When it comes to double barrel weapons, the pieces most commonly encountered by the modern collector are usually Belgian or English. These two countries dominated the double barrel shotgun market and exported their guns so inexpensively to North America that American gun companies simply couldn't compete. This makes American-made guns quite rare; and combination guns; like this one are nearly unheard of. This handsome shotgun features a smoothbore, 12 gauge shotgun barrel, as well as a rifle barrel of roughly .50 caliber. It was built by Alexander McComas. McComas was well known all over the southern states and along the east coast. He was both a gun maker and importer of a variety of firearms, sporting ammunition and other related goods. McComas was born on February 27, 1821 to Preston McComas and Hannah Gough at Southhampton Farm, Bel Air, Harford County, Maryland. The United States Federal Census of 1850 lists McComas living with his wife Mary and son Edward at their home on East Fayette Street, Baltimore. Additionally, two young apprentice gunsmiths John Clenney age 20 and Oscar Johnston age 14 also lived at the McComas residence. McComas began his trade in arms manufacturing at the early age of 13, bound to gunsmith Charles C.C. O’Brien. McComas stayed with O’Brien for six years before finishing up his remaining 3 years bound to an unknown gunsmith. McComas established his gun shop business on July 1843 at 51 South Calvert Street, Baltimore and later moved the shop to 22 South Calvert Street (1884 - 1889). Early on McComas made muzzle-loading shotguns and later breech-loading shotguns of all gauges, the largest being a 4 gauge. The barrels of this gun read "Alexander McComas 51 S Calvert St. Baltimore", and the locks are stamped with McComas' name as well.

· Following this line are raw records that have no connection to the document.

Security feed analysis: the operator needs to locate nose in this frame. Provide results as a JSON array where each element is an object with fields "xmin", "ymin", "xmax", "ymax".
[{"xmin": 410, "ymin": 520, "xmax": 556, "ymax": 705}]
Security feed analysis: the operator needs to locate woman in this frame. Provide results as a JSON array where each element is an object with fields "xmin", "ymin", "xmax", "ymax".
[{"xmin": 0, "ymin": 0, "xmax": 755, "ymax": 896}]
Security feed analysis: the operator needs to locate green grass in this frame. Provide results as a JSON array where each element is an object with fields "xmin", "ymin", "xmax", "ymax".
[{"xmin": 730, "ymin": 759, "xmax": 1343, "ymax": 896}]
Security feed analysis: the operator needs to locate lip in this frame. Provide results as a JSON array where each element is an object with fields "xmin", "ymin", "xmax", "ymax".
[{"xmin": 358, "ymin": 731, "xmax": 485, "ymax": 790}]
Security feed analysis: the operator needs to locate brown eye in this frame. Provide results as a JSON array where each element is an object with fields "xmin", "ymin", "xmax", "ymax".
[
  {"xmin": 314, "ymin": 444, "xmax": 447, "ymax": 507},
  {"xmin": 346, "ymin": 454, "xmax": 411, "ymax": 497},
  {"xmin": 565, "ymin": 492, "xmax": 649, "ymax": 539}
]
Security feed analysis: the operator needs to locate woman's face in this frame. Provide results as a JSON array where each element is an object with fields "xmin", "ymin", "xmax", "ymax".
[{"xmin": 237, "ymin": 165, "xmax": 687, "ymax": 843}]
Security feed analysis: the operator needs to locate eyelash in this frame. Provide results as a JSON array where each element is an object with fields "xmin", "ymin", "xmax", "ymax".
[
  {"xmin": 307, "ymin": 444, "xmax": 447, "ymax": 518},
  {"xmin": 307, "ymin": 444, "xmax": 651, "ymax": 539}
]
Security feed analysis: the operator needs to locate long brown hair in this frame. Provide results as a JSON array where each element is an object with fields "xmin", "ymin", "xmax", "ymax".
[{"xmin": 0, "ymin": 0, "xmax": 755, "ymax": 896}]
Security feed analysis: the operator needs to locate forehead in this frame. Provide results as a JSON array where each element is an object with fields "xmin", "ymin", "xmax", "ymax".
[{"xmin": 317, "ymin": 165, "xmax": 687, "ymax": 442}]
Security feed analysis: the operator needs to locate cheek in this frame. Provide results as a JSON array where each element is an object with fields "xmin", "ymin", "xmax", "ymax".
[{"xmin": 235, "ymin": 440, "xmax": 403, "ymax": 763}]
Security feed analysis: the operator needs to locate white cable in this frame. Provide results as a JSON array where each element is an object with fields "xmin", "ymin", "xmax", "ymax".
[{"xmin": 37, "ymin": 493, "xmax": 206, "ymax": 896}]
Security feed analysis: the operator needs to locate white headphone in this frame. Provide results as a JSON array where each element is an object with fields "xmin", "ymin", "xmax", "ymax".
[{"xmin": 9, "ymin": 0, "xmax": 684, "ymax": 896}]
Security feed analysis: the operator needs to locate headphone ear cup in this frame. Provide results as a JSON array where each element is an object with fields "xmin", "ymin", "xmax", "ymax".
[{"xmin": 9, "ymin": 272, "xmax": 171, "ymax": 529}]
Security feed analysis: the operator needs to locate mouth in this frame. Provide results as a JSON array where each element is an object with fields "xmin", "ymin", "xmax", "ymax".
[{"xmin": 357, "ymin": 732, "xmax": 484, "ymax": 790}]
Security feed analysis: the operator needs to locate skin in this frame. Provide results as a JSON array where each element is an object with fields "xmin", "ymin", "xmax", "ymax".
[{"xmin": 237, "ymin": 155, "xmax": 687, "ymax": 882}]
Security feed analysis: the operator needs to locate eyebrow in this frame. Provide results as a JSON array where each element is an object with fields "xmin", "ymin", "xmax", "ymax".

The gun is in very good condition. The stock is sound with no major cracks, and the butt stock features some beautiful figure.
The lock both work reliably and hold on full and half cock. Both hammers match; indicating that they've not been replaced.
The barrels are very good no dents and fair bores with no major pitting.
This gun is a must for any collector of American-made shotguns; a fine example of American shotgun craftsmanship.